When you get an injury, you take the clotting for granted, going as far as lamenting the ugly ‘scab’ that covers the wound for the next few days. But do you ever step back and wonder at this wonderful mechanism that actually prevents you from bleeding yourself out from even the minutest of bruises? This is a blessing for the majority of us, but a small percentage suffers from what are known as bleeding disorders.
What are Bleeding Disorders
Bleeding disorders affect the normal clotting process of the blood. They can cause abnormal bleeding both outside and inside the body. Some acute conditions can significantly increase the amount of blood leaving your body, while others can cause bleeding to occur under the skin or in vital organs, such as the brain.
Causes of Bleeding Disorders
The process of clotting requires clotting factors which are blood proteins and blood cells known as platelets. When there is an abnormality in these factors and cells, or when they are not present in the required amounts in the blood, the condition interferes with the normal clotting process leading to excessive or prolonged bleeding.
Bleeding disorders are usually inherited. However, some may develop as a result of certain medical conditions, such as liver disease.
Types of Bleeding Disorders
There are many types of bleeding disorders and listed here are some of the most common amongst them:
- Haemophilia – There are two types A and B, and both conditions occur when the level of clotting factors is lesser than normal. In this case, the ability of the blood to clot is severely reduced. Though haemophilia is rare, it can have life-threatening complications.
- Factor II, V, VII, X, or XII deficiencies in the blood also cause clotting problems and abnormal bleeding problems.
- Von Willebrand’s disease – This is one of the most common inherited bleeding disorder. The disease is linked to the lack of the von Willebrand factor, which helps the blood to clot.
- Thrombocytopenia – This is a condition related to abnormally low levels of thrombocytes, commonly known as platelets. Thrombocytopenia shows no symptoms, but can be detected during a blood checkup.
- Thalassemia – Thalassemia is a condition related to abnormal haemoglobin production and often leads to minor to severe anaemia. This blood disorder is genetically inherited.

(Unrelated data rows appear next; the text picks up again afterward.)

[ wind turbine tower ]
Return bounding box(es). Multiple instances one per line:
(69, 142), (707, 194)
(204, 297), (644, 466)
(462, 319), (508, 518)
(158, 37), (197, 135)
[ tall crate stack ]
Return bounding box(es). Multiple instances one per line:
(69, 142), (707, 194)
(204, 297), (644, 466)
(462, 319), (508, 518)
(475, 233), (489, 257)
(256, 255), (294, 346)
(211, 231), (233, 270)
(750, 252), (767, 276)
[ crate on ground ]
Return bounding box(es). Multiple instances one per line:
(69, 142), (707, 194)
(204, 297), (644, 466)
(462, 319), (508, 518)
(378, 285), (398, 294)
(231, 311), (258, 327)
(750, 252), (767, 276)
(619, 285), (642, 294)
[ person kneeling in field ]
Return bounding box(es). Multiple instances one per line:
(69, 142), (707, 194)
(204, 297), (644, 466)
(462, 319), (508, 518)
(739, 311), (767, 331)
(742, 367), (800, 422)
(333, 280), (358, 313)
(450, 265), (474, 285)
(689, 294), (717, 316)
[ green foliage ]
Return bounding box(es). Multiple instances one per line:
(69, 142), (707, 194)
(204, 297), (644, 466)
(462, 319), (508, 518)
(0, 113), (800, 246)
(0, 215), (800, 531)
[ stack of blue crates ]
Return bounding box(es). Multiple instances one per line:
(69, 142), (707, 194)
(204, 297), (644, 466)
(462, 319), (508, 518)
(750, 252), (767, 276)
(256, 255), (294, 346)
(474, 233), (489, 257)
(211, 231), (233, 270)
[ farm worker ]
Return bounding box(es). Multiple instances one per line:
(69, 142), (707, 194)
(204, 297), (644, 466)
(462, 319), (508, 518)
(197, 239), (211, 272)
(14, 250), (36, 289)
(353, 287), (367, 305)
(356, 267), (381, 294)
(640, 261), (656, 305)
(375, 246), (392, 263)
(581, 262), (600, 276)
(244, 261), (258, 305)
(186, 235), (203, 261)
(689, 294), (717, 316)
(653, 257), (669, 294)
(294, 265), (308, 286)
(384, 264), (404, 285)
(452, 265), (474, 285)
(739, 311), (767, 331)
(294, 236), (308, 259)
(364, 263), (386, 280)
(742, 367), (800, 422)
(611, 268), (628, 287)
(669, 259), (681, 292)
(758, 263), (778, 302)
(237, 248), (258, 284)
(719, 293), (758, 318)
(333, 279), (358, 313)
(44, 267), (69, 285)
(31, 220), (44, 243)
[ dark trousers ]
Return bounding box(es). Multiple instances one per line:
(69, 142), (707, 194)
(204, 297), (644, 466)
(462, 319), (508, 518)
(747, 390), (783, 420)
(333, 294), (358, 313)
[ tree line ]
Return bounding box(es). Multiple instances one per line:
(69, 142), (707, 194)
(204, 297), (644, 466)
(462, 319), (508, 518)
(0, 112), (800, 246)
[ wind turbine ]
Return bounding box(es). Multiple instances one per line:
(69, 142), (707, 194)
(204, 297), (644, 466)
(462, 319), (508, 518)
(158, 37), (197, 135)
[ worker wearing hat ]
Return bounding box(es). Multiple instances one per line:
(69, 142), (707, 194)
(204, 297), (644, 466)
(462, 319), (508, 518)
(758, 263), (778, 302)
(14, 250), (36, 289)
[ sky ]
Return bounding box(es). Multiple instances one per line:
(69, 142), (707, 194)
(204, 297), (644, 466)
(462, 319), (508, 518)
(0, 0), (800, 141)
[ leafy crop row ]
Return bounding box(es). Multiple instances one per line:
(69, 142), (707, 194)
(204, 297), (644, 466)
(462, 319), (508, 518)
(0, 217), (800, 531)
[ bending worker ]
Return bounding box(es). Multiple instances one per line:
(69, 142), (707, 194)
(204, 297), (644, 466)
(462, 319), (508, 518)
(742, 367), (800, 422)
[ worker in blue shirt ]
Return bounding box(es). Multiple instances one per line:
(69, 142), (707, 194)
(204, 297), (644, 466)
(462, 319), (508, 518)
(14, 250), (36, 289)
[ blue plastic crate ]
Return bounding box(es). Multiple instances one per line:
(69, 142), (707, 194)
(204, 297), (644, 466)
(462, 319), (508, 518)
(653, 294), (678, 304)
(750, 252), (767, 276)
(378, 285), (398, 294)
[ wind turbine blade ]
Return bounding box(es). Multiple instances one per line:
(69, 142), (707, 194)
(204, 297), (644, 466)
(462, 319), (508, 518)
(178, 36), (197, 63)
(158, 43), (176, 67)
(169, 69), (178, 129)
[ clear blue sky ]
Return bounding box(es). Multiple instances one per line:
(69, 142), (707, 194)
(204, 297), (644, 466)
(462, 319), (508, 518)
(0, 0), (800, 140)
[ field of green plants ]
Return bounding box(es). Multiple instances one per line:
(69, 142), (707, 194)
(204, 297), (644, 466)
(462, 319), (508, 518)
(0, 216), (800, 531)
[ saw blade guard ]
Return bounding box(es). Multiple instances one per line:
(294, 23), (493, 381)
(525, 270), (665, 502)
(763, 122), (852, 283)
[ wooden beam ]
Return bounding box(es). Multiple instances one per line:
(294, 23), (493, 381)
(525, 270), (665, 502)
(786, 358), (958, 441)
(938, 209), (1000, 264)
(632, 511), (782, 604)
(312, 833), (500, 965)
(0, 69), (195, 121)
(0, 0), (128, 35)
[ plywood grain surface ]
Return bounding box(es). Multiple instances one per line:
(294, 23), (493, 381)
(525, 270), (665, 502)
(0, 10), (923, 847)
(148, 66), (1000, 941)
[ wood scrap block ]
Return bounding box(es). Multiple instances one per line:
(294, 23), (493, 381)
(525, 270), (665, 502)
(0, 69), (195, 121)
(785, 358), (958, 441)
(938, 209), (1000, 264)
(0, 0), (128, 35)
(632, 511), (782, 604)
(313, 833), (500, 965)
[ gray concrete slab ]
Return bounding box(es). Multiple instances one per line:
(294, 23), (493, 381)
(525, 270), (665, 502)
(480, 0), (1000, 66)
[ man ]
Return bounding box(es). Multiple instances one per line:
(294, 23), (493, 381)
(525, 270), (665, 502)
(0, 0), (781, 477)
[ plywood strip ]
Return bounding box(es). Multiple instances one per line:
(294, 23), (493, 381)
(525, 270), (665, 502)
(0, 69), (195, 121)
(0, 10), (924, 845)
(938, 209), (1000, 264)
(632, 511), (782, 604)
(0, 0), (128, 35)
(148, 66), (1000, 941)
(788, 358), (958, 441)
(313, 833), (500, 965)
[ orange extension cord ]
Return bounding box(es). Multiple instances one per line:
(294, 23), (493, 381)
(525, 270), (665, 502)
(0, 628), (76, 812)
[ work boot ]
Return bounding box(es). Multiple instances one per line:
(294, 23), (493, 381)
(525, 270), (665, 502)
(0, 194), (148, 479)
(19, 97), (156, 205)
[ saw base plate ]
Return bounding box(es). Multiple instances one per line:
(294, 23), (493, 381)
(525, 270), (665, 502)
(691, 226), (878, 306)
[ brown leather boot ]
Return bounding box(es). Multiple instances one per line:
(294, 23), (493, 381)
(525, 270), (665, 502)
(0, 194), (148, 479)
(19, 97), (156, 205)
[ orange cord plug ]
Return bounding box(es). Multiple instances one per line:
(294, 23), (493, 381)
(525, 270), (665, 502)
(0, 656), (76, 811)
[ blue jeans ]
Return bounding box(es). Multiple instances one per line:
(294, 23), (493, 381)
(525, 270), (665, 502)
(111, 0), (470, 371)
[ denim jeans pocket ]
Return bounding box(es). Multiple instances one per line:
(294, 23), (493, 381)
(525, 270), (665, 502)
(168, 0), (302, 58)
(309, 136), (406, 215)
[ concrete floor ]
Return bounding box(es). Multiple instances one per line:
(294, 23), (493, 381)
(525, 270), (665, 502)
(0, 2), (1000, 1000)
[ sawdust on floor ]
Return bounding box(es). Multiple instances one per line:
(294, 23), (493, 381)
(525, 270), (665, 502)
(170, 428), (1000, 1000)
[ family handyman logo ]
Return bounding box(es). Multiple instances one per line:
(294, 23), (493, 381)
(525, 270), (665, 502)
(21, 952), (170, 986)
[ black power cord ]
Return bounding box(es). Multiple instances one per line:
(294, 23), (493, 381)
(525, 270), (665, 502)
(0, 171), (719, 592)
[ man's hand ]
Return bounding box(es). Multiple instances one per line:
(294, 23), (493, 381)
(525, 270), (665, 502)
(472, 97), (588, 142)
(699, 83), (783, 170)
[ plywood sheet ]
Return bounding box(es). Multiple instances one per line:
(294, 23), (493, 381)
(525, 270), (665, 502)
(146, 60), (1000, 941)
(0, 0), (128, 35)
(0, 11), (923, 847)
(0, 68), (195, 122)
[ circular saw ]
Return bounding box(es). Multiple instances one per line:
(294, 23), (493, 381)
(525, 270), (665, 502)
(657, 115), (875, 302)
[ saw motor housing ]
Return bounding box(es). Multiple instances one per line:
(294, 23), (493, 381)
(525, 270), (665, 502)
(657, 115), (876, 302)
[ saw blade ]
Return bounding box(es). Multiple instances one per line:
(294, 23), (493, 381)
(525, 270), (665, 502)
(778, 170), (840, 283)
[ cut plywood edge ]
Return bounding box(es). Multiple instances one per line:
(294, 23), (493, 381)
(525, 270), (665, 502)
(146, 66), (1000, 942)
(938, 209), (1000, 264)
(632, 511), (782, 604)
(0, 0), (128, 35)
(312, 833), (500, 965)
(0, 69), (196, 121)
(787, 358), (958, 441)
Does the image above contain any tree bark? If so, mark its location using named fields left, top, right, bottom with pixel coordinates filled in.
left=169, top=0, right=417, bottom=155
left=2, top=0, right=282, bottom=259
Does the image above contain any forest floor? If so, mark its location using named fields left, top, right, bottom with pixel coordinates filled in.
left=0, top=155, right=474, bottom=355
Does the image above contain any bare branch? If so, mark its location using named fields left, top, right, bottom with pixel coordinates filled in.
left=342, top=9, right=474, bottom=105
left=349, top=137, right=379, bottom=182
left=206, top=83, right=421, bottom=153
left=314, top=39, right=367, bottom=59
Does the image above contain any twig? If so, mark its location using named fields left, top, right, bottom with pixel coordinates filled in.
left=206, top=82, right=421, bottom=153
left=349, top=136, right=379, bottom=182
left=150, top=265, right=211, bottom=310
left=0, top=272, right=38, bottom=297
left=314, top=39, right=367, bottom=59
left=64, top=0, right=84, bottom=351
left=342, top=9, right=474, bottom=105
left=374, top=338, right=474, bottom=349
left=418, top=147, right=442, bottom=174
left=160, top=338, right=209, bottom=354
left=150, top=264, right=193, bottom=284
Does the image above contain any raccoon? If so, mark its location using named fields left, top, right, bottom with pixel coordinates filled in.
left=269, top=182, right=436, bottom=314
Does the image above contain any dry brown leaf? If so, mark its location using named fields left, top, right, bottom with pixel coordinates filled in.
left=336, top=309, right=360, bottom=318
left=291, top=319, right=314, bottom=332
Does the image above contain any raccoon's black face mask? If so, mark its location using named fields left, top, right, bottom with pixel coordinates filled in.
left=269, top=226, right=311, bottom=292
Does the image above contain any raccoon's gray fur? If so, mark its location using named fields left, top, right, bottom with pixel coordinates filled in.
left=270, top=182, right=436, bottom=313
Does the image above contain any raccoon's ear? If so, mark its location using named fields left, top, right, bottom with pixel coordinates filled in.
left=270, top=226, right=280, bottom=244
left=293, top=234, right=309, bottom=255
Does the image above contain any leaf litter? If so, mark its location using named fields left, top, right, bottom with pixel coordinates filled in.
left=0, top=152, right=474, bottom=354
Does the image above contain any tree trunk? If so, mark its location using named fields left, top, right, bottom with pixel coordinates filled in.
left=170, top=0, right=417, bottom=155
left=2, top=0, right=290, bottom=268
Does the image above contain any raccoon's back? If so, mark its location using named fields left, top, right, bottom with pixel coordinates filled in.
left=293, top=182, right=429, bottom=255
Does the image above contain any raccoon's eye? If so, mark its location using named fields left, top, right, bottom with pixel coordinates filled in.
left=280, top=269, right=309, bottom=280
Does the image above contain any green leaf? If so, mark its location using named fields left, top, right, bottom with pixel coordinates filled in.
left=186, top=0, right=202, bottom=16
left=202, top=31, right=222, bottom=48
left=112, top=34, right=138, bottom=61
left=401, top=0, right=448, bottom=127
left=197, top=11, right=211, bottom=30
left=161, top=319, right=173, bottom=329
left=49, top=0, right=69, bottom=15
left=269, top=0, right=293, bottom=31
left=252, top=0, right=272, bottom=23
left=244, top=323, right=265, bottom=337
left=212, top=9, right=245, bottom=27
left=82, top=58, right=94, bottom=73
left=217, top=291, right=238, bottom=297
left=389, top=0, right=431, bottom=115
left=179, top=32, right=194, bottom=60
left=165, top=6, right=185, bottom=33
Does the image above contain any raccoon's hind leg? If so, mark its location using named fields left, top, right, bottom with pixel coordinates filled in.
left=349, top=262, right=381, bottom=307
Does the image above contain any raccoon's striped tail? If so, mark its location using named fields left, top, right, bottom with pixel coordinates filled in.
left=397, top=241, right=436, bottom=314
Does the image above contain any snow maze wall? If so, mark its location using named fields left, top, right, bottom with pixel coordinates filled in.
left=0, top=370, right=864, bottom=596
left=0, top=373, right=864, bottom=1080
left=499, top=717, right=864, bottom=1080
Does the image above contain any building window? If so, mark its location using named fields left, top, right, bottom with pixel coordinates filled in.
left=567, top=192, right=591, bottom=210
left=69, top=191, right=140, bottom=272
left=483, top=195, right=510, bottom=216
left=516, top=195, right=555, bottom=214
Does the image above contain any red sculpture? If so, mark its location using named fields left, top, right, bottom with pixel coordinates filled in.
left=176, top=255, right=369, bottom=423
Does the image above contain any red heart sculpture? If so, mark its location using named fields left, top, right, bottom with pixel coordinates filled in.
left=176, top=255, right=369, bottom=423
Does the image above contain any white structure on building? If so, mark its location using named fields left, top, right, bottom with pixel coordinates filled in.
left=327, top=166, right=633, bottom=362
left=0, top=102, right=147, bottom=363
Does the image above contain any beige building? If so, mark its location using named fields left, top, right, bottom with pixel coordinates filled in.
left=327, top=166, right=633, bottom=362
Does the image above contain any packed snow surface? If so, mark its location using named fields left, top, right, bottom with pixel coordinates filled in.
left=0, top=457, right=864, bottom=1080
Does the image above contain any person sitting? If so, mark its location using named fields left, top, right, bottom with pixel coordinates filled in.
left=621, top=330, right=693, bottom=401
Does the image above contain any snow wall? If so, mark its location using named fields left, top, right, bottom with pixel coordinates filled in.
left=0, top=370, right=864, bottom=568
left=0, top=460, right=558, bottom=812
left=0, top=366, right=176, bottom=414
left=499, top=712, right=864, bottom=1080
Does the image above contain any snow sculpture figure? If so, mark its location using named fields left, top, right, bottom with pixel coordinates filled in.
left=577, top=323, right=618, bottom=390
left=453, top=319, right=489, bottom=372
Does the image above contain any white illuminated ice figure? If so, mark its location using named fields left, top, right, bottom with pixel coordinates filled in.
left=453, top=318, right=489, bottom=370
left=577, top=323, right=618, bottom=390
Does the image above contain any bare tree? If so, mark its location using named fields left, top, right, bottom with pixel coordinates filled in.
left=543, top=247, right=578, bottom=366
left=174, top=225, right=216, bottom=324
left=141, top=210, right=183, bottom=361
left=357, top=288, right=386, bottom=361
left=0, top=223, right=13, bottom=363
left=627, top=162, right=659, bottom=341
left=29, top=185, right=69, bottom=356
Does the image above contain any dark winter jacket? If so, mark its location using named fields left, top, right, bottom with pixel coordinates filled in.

Treatment of Bleeding Disorders
There is no real cure for bleeding disorders, but treatment can help alleviate the symptoms associated with certain disorders.
1. Iron Supplements
Iron deficiencies are common in people with bleeding disorders and iron supplements can help replenish the amount of iron in your body loses if you have significant blood loss.
2. Blood transfusion
A blood transfusion may be required if symptoms such as weakness don’t improve with iron supplementation. This procedure can only be done at the hospital.
3. Other treatments
Few bleeding disorders may be treated with topical products while others, including hemophilia, can be treated with factor replacement therapy. This involves injecting clotting factor concentrates into the bloodstream. Fresh frozen plasma transfusions are also an option.